A assombrada Poliana

Uma descansada Poliana encontrava-se atirada em seu divã cor de rosa, saboreando dezenas de seus adoráveis bombons de amarula. Paz era o que sua alteza precisava. Um feriado longe, bem longe, de seu séquito de pajens, sempre a lhe bajular. E principalmente, algumas horas distante dos discursos cansativos e inconsistentes de seus companheiros de clã. Poliana não agüentava mais a companheirada. Quanta coisa tinha de engolir para se manter no poder. Horas e horas de reuniões improdutivas. Meia dúzia de frases feitas, repetidas cansativamente, e feitas para não levar a nada.
Mas hoje, Poliana estava sozinha, entorpecida de bombons, e podia esquecer toda a estupidez que cercava a sofrida monarca.
- Tu, mujer, não devia ser tão dura com seus guerrilheiros, companheira Poliana. Não perca a ternura jamais! – uma voz vinda do centro da redoma, assusta a rainha.

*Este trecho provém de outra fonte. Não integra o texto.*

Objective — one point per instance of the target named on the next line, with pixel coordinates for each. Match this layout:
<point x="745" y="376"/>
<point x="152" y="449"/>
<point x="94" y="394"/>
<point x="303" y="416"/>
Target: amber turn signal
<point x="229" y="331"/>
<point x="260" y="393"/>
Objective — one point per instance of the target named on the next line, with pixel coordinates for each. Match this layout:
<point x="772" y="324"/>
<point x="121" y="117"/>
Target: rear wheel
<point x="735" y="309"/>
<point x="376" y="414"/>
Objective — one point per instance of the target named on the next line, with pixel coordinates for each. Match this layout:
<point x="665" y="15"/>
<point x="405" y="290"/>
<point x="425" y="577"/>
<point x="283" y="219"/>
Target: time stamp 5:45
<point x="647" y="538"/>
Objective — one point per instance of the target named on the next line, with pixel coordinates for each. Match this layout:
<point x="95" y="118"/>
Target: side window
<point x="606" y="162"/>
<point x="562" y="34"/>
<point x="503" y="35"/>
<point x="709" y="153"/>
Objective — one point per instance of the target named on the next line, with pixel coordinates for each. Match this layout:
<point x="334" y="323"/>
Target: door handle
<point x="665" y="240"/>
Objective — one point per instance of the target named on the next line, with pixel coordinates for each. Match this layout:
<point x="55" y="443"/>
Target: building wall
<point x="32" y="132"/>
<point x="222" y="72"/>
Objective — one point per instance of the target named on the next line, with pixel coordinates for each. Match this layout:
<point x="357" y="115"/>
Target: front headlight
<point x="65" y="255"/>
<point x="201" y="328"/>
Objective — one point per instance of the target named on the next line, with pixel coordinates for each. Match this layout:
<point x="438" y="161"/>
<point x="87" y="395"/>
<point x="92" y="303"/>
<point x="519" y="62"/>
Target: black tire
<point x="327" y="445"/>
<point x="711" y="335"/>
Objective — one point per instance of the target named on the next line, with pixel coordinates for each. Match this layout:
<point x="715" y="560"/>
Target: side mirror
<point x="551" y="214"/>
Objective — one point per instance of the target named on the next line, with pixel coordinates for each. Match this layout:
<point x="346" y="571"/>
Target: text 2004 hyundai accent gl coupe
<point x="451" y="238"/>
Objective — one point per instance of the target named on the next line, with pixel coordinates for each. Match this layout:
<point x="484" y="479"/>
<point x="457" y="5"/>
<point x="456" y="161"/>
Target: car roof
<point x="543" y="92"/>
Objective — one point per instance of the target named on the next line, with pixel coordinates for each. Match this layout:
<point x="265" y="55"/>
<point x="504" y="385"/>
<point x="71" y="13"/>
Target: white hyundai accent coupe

- Che?! – constata a monarca ao reconhecer a surrada boina, ícone da juventude idealista e objeto de consumo capitalista em camisetas vendidas pelo mundo a fora. – Não é possível! Toda vez que quero me embriagar sozinha, aparece algum fantasma para me assombrar. Pode voltar de onde veio! Hoje eu quero sossego!
- Sentir as injustiças cometidas contra qualquer pessoa, em qualquer parte do mundo, é a mais bela qualidade de um revolucionário. E yo sigo siendo un revulocinario! – acrescenta Che.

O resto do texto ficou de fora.